È ancora difficile assimilare alla forma economica del capitalismo il carattere di capacità automodificante per effetto di una duplice e reciproca influenza tra struttura economica e sovrastruttura ideologica, idee e realtà. Eppure anche Dante si era accorto che sotto la spinta dei ceti “dediti ai subiti guadagni” le “cocolle sacche si riempivano di farina ria” e “il maledetto fiore” prendeva il sopravvento.

Trasformazioni in perenne divenire

Insomma una vera Odissea. Alla domanda “chi siamo” si può rispondere che siamo quello che siamo diventati, al “dove andiamo” è difficile rispondere, al “ da dove veniamo” è tutto più definito. Se il Telos (destino/scopo) rimane un mistero, il Nostos (memoria) è la chiave della nostra esistenza.

Poiché le opere intestate ad Omero sono comunemente riconosciute come la radice della civiltà occidentale (G.B.Vico, Bruno Snell) quel lavoro frutto di una lunga manipolazione intellettuale (da metà del 500 al 150) contiene i germi della nostra evoluzione civile. Evoluzione e arretramenti sono parimenti spinte dialettiche al mutamento di una civiltà che è nata nel crogiolo di contraddizioni che ha continuato, continua e continuerà a portarsi dietro.

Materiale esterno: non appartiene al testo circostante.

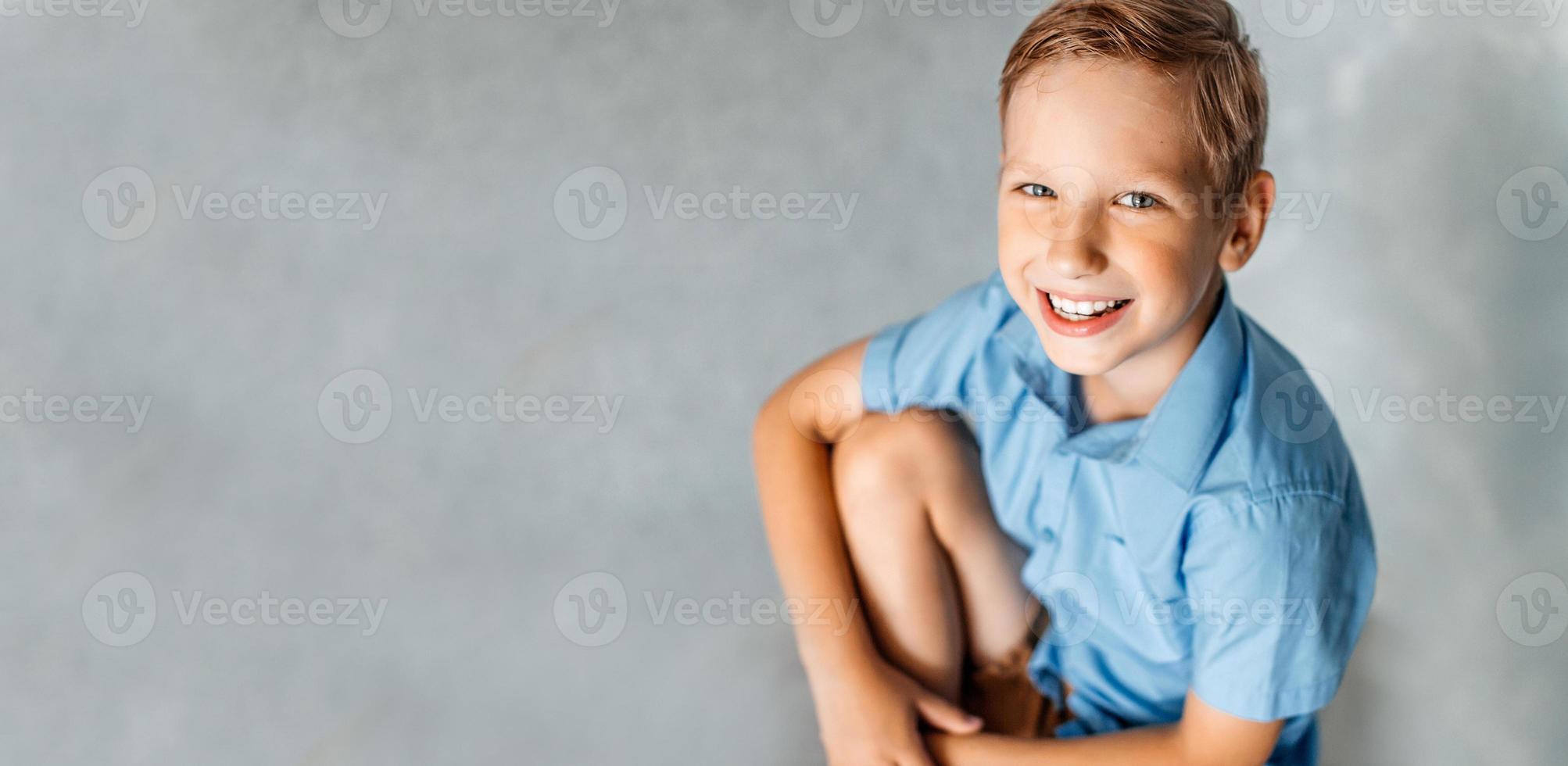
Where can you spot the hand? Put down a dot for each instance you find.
(872, 716)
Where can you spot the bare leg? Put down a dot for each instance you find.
(938, 575)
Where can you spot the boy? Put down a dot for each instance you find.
(1136, 461)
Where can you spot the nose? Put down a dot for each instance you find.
(1076, 257)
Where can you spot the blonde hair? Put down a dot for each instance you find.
(1201, 40)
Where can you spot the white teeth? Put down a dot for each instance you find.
(1081, 310)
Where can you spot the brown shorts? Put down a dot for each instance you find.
(1005, 697)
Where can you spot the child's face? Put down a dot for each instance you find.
(1103, 201)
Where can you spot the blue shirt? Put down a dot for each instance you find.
(1219, 544)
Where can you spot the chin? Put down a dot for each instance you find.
(1081, 363)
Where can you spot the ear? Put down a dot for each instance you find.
(1253, 215)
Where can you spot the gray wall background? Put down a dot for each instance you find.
(1410, 284)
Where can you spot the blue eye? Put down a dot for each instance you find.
(1136, 199)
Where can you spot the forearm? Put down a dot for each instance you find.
(1145, 746)
(802, 521)
(1203, 736)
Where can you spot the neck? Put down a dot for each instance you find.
(1134, 388)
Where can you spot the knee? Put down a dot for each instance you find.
(891, 463)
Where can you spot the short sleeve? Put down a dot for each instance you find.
(1283, 588)
(927, 360)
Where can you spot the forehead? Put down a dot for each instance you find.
(1112, 118)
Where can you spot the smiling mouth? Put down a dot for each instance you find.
(1084, 310)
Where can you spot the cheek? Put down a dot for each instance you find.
(1013, 235)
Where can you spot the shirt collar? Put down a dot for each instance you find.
(1180, 435)
(1178, 438)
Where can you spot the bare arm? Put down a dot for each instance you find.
(1203, 736)
(868, 710)
(816, 408)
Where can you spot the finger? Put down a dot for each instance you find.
(946, 716)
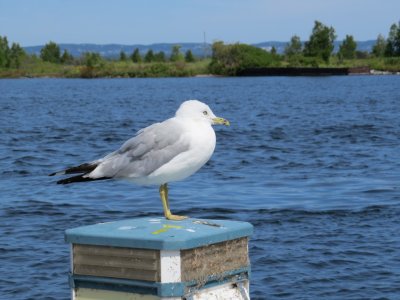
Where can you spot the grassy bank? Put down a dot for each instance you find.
(128, 69)
(114, 69)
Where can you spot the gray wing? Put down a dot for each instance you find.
(151, 148)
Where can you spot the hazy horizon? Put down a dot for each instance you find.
(176, 21)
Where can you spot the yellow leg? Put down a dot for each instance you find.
(164, 200)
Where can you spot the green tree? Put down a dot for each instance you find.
(16, 55)
(66, 57)
(136, 57)
(160, 57)
(348, 47)
(321, 40)
(149, 57)
(51, 53)
(176, 54)
(92, 59)
(4, 52)
(294, 47)
(379, 48)
(122, 56)
(189, 57)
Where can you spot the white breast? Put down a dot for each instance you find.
(202, 141)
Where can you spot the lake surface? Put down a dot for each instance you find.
(312, 162)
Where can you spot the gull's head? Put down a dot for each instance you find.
(199, 111)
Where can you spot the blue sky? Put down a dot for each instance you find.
(35, 22)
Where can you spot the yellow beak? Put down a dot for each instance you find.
(221, 121)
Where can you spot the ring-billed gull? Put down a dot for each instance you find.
(163, 152)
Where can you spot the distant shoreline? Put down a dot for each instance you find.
(248, 72)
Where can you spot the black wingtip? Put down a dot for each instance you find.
(79, 178)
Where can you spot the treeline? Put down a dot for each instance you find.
(317, 51)
(53, 62)
(12, 57)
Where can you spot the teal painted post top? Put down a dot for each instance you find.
(159, 233)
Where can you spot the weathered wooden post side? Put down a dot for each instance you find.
(154, 258)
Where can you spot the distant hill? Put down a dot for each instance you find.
(198, 49)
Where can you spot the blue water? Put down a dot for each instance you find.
(312, 162)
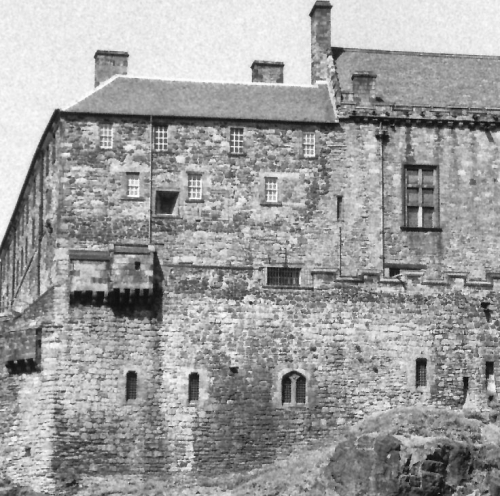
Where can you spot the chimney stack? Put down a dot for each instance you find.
(363, 87)
(321, 39)
(267, 72)
(108, 64)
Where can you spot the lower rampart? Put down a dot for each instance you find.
(356, 346)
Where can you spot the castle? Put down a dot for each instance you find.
(199, 277)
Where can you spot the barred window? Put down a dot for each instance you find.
(293, 389)
(286, 390)
(271, 189)
(106, 136)
(194, 187)
(309, 144)
(283, 276)
(131, 386)
(236, 140)
(421, 197)
(160, 138)
(194, 387)
(133, 184)
(300, 390)
(421, 379)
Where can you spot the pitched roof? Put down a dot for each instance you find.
(424, 78)
(256, 101)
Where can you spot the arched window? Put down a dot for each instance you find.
(421, 372)
(194, 387)
(293, 389)
(131, 386)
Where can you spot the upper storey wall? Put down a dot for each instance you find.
(27, 254)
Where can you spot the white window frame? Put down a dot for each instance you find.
(133, 185)
(106, 136)
(271, 189)
(309, 144)
(236, 140)
(160, 138)
(195, 186)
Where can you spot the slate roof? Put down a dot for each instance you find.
(256, 101)
(416, 78)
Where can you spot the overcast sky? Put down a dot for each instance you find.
(47, 49)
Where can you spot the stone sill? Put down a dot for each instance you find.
(421, 229)
(132, 198)
(301, 288)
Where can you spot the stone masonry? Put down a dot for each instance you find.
(98, 282)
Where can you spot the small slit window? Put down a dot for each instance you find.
(421, 372)
(106, 136)
(160, 138)
(166, 201)
(131, 386)
(194, 387)
(283, 276)
(293, 389)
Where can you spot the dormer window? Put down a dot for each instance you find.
(106, 136)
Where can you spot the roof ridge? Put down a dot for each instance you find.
(95, 90)
(205, 81)
(417, 53)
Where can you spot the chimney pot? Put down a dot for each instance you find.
(363, 87)
(321, 39)
(108, 64)
(264, 71)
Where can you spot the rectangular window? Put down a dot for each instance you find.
(236, 140)
(283, 276)
(131, 386)
(133, 184)
(421, 379)
(271, 185)
(106, 136)
(194, 187)
(309, 144)
(421, 197)
(194, 387)
(160, 138)
(165, 202)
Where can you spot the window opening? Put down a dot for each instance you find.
(194, 387)
(160, 138)
(236, 140)
(286, 390)
(293, 389)
(309, 143)
(38, 346)
(394, 271)
(339, 208)
(165, 202)
(131, 387)
(300, 391)
(421, 379)
(421, 197)
(271, 184)
(194, 187)
(106, 136)
(133, 184)
(283, 276)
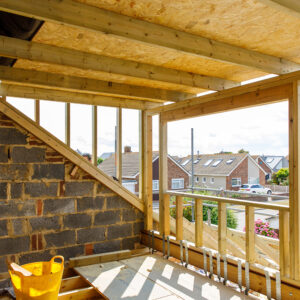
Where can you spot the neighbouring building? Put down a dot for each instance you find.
(178, 176)
(275, 162)
(224, 171)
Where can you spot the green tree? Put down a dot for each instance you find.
(243, 151)
(281, 177)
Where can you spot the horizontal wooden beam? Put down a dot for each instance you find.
(257, 277)
(261, 97)
(291, 7)
(86, 85)
(17, 48)
(99, 20)
(11, 90)
(236, 91)
(72, 156)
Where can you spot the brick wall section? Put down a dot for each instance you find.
(240, 172)
(45, 211)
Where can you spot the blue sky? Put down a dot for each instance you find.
(261, 130)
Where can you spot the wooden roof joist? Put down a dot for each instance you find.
(85, 85)
(261, 92)
(79, 15)
(16, 48)
(10, 90)
(289, 6)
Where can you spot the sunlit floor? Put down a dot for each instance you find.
(152, 277)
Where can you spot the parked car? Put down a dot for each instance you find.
(255, 188)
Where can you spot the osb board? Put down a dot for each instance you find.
(246, 23)
(151, 277)
(98, 43)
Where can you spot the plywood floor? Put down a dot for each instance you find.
(152, 277)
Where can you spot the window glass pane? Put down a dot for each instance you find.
(26, 106)
(52, 118)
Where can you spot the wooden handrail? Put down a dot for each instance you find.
(222, 224)
(278, 207)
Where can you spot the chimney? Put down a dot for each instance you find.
(127, 149)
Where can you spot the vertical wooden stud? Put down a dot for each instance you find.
(37, 112)
(119, 145)
(294, 156)
(68, 124)
(284, 243)
(179, 218)
(250, 234)
(94, 135)
(163, 175)
(222, 228)
(198, 223)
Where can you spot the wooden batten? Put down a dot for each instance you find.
(100, 20)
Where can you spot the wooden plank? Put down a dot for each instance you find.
(16, 48)
(64, 96)
(294, 177)
(231, 200)
(291, 7)
(98, 258)
(115, 280)
(86, 85)
(284, 243)
(250, 99)
(250, 234)
(73, 156)
(149, 175)
(94, 135)
(119, 138)
(179, 218)
(198, 223)
(289, 290)
(68, 124)
(222, 228)
(97, 19)
(72, 283)
(37, 111)
(86, 293)
(163, 176)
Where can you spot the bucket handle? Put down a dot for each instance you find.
(57, 257)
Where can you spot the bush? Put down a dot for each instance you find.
(187, 213)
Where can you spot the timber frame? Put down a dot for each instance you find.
(80, 55)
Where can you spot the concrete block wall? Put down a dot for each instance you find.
(50, 206)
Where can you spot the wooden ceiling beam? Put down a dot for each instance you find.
(291, 7)
(80, 15)
(85, 85)
(250, 99)
(17, 48)
(10, 90)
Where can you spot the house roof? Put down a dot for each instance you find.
(223, 168)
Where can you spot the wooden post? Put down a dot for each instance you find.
(222, 228)
(94, 135)
(164, 215)
(294, 153)
(119, 145)
(37, 112)
(250, 234)
(284, 243)
(199, 223)
(68, 124)
(179, 218)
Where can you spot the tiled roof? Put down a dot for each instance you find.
(227, 163)
(130, 164)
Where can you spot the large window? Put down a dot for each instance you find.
(236, 182)
(177, 183)
(155, 185)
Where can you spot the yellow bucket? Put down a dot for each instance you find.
(43, 284)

Nacque come mescolanza di dialetti e popolazioni e al tempo stesso come alterità (la presunta guerra di Troia fu un passaggio necessario alla affermazione della propria identità ellenica). E poi il Logos, il Demos, il Nomos (diritto) di cui non vi è traccia nell’Iliade ma che permeano l’agire comunicativo dell’eroe odisseo.

Tra Achille e Ulisse e tra Ulisse e Polifemo si delineano i primi tratti di una passaggio  tra primitivismo e arcaicità ed una continua tensione tra Essere e Non Essere, Essere e Divenire fino a mettere in discussione il rapporto Essere e Tempo in Heidegger. Mentre l’Oriente intimistico, libero dalle complessità del Logos e più affascinato dal Manas (psiche), si dilata con lentezza entro i confini della Armonia (la compresente compatibilità di elementi contrapposti) nel nostro mondo ci si crogiola nella convinzione di una superba superiorità, retorica e conquistatrice, salvo accorgerci che c’è del buio dentro di noi.

Buio e luce sono complementari anche se la nostra razionalità vorrebbe solo luminosità. Qui bisognerebbe ricordare che solo la Luce produce le sue ombre.